However, after refreshing its lineup last fall, Apple’s cheapest iPhone remained at around $400, while the middle tier 5c was priced at $550 and its high end 5s started at $650 and went as high as $850. Analysts, who had been stewing fears that a cheap new iPhone would erode Apple’s margins, turned around and skewered Apple for not doing what they expected, slashing their stock price expectations even lower on fears Apple couldn’t maintain its sales volumes in such a competitive climate replete with a cheap phone.
We can only speculate about whether a cheap new iPhone could have stolen away more sales from the already sickly numbers of Samsung’s Galaxy S4, HTC’s One, LG’s G2, Google’s Moto X and Nokia’s Lumia line sold over the holiday quarter. All of those models were outsold by even Apple’s middle tier iPhone 5c, which in turn was wildly outsold by the iPhone 5s.
A cheaper iPhone quite likely would have eaten into sales of Apple’s other iPhones; hurt the Apple brand by cheapening new users’ initial experience and dramatically affected Apple’s revenues and profits, the same way that Samsung’s focus on cheap, low end phones contributed to plummeting average selling prices and its slim profit margins.
Race for the future
We can’t run the 2013 experiment over again to find out exactly what would have happened had Apple offered a very low end iPhone. We do know, however, that Apple earned more than everyone else in the mobile industry, giving it more capital to invest in even more sophisticated OS, chip, app and service developments and manufacturing capacity than anyone else. Apple took an astounding 87 percent of the entire industry’s global phone profits just in the winter quarter.
Apple is quadrupling its headquarters’ office space and plans to build 30 new retail stores this year: substantial projects that indicate long term expectations.
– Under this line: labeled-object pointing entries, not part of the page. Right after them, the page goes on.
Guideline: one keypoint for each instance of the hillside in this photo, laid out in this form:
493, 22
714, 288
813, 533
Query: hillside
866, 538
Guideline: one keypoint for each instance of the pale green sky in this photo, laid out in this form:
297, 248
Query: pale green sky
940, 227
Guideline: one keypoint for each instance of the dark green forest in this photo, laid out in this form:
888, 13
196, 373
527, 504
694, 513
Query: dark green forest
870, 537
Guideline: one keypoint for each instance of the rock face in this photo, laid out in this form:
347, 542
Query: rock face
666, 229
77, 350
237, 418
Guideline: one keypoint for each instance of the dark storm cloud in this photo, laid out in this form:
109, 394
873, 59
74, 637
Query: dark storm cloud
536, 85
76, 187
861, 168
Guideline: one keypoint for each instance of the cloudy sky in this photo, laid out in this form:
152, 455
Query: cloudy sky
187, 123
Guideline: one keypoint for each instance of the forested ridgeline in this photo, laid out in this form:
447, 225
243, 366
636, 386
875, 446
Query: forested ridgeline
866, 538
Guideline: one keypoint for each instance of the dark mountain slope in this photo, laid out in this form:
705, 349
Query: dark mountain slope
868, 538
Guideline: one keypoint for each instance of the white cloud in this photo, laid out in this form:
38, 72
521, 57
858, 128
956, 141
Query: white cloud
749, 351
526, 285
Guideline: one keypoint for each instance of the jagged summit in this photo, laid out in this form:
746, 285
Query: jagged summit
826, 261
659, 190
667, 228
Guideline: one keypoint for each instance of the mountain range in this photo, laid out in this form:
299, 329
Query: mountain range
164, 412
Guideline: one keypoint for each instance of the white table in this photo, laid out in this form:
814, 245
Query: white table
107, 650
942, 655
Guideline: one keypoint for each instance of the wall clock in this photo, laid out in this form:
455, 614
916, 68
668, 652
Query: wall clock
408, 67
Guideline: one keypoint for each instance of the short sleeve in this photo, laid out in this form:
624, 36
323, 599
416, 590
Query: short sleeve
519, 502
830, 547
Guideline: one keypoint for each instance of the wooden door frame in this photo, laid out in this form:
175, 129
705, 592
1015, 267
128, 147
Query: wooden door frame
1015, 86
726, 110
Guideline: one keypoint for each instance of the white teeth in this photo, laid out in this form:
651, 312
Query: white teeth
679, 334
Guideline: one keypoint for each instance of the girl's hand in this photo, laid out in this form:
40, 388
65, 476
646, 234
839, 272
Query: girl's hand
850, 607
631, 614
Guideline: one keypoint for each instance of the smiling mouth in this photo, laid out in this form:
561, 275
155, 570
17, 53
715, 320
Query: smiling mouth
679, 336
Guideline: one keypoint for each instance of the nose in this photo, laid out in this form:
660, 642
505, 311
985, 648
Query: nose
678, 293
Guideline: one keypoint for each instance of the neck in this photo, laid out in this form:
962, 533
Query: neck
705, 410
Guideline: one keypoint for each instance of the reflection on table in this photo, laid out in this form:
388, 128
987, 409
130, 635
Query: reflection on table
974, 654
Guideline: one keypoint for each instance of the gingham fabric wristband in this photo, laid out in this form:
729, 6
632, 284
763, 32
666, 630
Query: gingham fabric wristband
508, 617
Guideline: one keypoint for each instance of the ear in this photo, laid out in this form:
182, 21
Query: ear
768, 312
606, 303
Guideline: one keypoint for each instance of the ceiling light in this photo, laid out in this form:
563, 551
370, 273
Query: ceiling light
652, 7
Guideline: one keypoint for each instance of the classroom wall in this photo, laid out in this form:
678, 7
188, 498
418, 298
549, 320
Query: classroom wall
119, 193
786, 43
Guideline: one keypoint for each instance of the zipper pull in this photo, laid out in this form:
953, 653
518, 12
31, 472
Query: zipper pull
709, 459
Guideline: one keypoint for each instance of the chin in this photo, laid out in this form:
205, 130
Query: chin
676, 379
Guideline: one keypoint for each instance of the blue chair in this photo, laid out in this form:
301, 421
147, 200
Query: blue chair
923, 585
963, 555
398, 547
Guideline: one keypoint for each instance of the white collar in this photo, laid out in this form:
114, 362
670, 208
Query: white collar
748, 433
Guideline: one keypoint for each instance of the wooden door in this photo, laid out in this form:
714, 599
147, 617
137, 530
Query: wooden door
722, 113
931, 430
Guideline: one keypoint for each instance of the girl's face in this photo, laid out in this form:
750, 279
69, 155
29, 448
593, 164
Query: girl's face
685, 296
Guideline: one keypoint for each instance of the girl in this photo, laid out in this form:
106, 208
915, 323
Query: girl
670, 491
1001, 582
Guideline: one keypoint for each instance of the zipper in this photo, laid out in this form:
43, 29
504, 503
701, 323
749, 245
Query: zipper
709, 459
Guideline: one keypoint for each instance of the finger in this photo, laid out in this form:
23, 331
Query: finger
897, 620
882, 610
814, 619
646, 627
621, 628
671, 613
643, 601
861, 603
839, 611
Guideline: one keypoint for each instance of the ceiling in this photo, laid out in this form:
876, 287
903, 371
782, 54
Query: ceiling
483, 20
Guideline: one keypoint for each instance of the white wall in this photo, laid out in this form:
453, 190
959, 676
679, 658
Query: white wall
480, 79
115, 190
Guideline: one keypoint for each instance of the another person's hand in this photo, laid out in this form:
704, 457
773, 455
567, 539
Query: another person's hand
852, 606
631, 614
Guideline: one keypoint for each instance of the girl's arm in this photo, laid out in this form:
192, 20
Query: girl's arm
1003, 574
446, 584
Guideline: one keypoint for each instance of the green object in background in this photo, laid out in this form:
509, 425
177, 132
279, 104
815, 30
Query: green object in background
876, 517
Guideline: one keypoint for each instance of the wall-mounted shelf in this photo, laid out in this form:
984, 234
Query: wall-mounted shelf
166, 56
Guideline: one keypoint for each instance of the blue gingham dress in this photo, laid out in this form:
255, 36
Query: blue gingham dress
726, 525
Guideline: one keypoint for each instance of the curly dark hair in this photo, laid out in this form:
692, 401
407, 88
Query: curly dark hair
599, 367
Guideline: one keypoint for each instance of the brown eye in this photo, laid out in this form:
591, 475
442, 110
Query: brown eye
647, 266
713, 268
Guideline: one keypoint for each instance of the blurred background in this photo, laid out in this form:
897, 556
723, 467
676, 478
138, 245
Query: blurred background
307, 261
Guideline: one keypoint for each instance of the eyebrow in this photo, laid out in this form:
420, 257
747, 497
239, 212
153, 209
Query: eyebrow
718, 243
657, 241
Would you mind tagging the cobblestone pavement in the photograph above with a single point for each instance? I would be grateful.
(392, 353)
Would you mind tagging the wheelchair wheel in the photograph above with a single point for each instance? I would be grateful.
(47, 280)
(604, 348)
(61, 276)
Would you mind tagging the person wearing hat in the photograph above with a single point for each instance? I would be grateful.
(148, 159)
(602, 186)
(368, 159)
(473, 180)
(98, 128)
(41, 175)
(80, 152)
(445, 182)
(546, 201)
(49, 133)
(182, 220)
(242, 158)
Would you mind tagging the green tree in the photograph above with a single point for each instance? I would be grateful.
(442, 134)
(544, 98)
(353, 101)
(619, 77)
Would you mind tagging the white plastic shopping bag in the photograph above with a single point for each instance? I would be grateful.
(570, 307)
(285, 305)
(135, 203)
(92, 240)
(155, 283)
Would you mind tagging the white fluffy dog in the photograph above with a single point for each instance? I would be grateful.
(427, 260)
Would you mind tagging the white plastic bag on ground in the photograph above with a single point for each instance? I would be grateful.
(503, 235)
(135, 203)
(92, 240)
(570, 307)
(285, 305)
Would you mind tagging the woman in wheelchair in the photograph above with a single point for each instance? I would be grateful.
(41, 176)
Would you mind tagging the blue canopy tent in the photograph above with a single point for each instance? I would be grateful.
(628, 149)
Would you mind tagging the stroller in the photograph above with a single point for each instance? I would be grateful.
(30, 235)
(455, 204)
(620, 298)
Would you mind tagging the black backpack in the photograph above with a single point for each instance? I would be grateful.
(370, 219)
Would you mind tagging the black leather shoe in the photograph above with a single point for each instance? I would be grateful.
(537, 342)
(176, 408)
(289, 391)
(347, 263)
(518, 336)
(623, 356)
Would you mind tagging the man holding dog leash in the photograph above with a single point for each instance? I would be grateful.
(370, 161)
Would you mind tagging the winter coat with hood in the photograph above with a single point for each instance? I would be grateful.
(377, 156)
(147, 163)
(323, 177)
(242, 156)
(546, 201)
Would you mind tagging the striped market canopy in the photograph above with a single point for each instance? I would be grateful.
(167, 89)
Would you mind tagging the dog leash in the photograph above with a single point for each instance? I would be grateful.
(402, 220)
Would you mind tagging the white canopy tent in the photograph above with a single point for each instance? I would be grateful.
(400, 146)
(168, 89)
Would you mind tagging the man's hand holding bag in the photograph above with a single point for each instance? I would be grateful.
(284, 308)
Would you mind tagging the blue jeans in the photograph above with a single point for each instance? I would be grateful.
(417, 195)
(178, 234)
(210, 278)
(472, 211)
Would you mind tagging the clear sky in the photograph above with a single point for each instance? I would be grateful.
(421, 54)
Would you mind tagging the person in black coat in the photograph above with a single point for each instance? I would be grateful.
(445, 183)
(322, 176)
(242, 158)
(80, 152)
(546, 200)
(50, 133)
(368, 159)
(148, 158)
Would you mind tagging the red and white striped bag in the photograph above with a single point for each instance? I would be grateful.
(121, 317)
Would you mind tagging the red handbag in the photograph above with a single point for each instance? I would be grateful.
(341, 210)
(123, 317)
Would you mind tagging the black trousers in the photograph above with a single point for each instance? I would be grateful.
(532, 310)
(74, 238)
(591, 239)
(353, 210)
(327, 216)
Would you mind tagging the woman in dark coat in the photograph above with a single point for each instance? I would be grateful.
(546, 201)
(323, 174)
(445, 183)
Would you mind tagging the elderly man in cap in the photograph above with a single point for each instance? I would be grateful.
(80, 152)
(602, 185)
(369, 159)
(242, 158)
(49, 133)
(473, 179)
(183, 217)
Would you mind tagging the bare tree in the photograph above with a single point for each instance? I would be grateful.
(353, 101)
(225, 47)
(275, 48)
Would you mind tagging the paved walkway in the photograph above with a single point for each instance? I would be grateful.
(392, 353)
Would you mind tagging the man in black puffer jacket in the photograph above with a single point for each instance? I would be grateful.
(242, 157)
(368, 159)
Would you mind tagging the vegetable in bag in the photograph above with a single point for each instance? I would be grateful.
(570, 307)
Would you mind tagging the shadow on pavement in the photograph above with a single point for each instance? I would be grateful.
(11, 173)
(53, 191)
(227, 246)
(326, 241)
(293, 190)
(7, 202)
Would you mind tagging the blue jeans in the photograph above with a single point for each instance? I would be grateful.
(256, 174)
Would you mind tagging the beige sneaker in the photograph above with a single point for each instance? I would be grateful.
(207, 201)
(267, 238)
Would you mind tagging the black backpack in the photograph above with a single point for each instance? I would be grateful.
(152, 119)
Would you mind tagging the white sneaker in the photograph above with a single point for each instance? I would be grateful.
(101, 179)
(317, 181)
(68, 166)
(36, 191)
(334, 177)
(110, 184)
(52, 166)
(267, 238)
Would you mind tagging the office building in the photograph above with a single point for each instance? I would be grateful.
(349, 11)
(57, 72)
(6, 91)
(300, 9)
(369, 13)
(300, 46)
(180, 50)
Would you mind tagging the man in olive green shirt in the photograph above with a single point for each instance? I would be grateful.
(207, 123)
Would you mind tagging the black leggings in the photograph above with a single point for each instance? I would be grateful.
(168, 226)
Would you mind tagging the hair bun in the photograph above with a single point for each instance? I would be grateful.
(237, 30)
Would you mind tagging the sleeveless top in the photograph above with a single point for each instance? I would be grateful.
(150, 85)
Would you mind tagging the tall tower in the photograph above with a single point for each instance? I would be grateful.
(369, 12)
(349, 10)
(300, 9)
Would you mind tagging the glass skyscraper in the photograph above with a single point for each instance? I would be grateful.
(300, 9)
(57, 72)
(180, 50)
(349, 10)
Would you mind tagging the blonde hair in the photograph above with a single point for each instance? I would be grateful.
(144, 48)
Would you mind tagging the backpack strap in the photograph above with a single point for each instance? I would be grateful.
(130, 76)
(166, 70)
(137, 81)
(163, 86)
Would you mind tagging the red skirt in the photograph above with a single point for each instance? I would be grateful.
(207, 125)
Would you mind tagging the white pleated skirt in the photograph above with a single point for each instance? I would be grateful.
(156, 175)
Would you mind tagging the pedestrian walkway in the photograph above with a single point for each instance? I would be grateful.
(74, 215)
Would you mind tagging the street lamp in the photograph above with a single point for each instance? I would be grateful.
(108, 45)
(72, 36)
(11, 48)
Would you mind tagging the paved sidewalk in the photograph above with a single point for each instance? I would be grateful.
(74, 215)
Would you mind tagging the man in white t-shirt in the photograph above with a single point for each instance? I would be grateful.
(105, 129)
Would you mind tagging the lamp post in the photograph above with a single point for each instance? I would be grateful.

All of those massive investments require very significant capital.
Had Apple blown $10-15 billion producing tons of profitless, cheap phones to win IDC’s respect as the top volume commodity producer for 2013, it wouldn’t have been able to also spend that capital to acquire more talent, technology and production capacity than even Google last year.
In terms of sales volumes, Apple was outsold by Commodore in the 1980s, by HP Dell in the 1990s, by Nokia in the 2000s, and it’s being outsold by Samsung in the 2010s. What’s more remarkable is that Apple is now outselling those old competitors from the past. Apple has consistently won in the future. And that’s clearly where Apple expects to win today. It’s not wishing it could have won a ribbon for “most smartphones sold” in 2013, because having made the most money will eventually allow it to outpace Samsung the same way.
Samsung is also investing in the future, but it has been giving up half of its margins to “win” in the past in terms of market share. For an example of how to run yourself out of business, just look at what happened to Apple in the early 1990s when it decided to heed the advice of analysts and go for cheap, unprofitable volume sales with Performa Macs designed and sold like the commodity PCs everyone else was making.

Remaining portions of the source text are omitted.